The following is the summary of “A comparative study of robotic and laparoscopic approaches to Heller myotomy” published in the December 2022 issue of Thoracic and cardiovascular surgery by Raja, et al.

Recently, robotic assistance has been used in the laparoscopic method of performing a Heller myotomy for achalasia. The results of the 2 methods are compared. Heller myotomy with anterior fundoplication was performed on 447 patients between January 2010 and January 2020 (170 with robotic assistance and 277 laparoscopically). Timed barium esophagram was used to measure esophageal emptying in the short and long term, symptom alleviation was measured using the Eckardt score, and reintervention was time-related. In a study including 328 people, non-sigmoidal esophageal morphology with a breadth of fewer than 5 centimeters was considered normal. In addition, they conducted a propensity score-matched analysis to compare the efficacy of robotic and laparoscopic procedures.

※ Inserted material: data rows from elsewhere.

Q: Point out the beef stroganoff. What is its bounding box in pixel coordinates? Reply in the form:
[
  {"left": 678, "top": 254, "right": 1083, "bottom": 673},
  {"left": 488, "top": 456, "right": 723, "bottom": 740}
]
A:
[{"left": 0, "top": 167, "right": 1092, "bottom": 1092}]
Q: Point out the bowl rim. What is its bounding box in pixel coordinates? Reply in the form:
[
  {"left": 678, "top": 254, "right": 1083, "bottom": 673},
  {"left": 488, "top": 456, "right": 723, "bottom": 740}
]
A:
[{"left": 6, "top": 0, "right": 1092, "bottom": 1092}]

Complete emptying at 5 minutes was seen on a timed barium esophagram in 58% (77/132) of the robotic group and 48% (115/241) of the laparoscopic group (within 6 months of surgery). Patients with normal esophageal morphology who were matched for propensity scores also had a higher longitudinal prevalence of complete barium emptying at 5 minutes in the robotic .group (54% vs. 34% at 4 years; P=.05), higher intermediate-term Eckardt scores (1.7% vs 10% > 3 at 4 years; P=.0008), and fewer interventions (1.2% vs 11% at 3 years; P=.04).

Patients with achalasia who underwent either robotic-assisted or laparoscopic Heller myotomy experienced successful outcomes. Evidence suggests that the robotic approach may be associated with improved esophageal emptying, symptom palliation, and freedom from reintervention in the intermediate term in a matched subgroup of patients with normal esophageal morphology within this heterogeneous disease. Long-term research is needed to see if this trend holds.